Mayer will receive a $23 million severance package upon her exit, just over half of the $44 million she could have received, according to an S.E.C. filing in September. Her severance includes $20 million in equity, $3 million in cash, and $25,000 in medical-coverage benefits. In order to receive her severance, according to the filing, Mayer must either be “terminated without cause” or otherwise terminate her employment with the company “for good reason.” Though she’d previously said she had planned to stay at Yahoo in some capacity after the Verizon sale closed, Yahoo said in January that Mayer would resign from the company’s board. It’s unclear what role Mayer will have after Yahoo sells its core businesses to Verizon.

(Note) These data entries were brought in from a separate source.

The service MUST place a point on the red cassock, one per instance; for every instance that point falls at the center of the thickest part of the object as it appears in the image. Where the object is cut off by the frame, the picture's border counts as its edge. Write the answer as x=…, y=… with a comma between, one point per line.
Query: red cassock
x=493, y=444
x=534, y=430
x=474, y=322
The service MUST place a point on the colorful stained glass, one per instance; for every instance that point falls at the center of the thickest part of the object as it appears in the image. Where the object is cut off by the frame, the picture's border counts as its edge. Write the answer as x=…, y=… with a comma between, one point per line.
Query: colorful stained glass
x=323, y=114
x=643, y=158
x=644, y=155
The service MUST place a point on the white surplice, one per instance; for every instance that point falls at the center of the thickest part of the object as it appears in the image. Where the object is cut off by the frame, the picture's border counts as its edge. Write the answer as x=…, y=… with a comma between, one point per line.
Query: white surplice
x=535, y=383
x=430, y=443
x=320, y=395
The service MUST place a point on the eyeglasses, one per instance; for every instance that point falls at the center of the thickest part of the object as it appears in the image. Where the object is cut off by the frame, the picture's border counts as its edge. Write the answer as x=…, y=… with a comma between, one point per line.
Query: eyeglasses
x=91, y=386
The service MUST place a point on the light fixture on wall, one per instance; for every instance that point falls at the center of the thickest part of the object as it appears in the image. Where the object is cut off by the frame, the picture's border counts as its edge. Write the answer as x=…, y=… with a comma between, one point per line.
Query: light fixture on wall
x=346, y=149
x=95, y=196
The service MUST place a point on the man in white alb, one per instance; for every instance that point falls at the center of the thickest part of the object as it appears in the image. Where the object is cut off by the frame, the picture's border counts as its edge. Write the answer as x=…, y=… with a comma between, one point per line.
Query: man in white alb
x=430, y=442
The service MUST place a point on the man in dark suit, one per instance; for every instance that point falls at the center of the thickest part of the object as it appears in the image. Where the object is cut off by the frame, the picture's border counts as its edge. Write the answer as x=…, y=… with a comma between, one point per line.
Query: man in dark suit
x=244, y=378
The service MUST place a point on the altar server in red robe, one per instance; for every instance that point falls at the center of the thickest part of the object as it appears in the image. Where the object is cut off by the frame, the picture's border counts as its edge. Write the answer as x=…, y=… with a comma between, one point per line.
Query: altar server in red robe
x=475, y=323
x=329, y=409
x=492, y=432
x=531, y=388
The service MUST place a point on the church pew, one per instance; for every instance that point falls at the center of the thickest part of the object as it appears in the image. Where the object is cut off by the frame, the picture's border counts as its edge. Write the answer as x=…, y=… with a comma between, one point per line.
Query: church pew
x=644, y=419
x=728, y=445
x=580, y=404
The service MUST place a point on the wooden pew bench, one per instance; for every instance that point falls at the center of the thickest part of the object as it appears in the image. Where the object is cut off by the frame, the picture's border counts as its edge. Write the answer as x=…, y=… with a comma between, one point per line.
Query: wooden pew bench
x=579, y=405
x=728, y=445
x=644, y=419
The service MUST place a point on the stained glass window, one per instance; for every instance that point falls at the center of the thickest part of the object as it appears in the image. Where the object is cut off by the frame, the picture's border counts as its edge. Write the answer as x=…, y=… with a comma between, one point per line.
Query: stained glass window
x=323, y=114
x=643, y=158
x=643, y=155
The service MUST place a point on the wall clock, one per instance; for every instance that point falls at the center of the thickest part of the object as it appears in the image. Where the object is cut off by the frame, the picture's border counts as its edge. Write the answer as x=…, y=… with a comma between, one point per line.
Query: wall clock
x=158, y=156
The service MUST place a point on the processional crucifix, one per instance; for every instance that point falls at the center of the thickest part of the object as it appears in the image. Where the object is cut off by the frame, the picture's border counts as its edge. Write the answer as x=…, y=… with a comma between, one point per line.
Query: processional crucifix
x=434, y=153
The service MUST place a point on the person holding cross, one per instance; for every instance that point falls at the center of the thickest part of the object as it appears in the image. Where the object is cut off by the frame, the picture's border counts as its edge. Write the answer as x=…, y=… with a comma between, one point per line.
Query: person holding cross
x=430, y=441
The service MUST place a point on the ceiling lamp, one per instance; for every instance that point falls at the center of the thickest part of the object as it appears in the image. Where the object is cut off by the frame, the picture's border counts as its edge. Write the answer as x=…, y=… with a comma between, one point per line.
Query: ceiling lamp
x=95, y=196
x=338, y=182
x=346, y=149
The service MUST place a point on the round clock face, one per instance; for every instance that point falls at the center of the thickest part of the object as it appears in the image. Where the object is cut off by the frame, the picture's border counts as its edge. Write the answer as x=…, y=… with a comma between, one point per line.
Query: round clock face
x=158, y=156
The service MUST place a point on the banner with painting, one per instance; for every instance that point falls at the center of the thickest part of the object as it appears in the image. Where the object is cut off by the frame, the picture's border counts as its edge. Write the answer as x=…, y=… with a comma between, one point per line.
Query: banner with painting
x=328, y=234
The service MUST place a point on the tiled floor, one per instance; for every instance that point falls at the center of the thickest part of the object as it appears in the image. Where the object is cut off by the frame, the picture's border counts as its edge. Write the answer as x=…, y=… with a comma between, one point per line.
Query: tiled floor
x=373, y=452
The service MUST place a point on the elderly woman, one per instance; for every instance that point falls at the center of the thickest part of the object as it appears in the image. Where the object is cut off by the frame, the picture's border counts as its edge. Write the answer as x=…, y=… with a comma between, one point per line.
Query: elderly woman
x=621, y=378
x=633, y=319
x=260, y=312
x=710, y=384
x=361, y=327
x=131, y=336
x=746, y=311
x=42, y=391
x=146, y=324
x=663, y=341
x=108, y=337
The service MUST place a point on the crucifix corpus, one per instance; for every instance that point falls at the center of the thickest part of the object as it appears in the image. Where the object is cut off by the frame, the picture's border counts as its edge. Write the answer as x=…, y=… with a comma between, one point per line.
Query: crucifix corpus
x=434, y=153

In light of Yahoo disclosing a data breach impacting a billion Yahoo user accounts—considered to be the biggest hack ever—Verizon and Yahoo agreed to reduce Yahoo’s sale price from $4.8 billion to $4.48 billion in February, further marring Mayer’s tenure as the last in a long line of C.E.O.s who failed to turn Yahoo around. Earlier this month, Mayer, who is worth an estimated $430 million, agreed to forgo her 2016 cash bonus and a 2017 stock award, worth a combined $14 million, in the wake of the hacking scandal.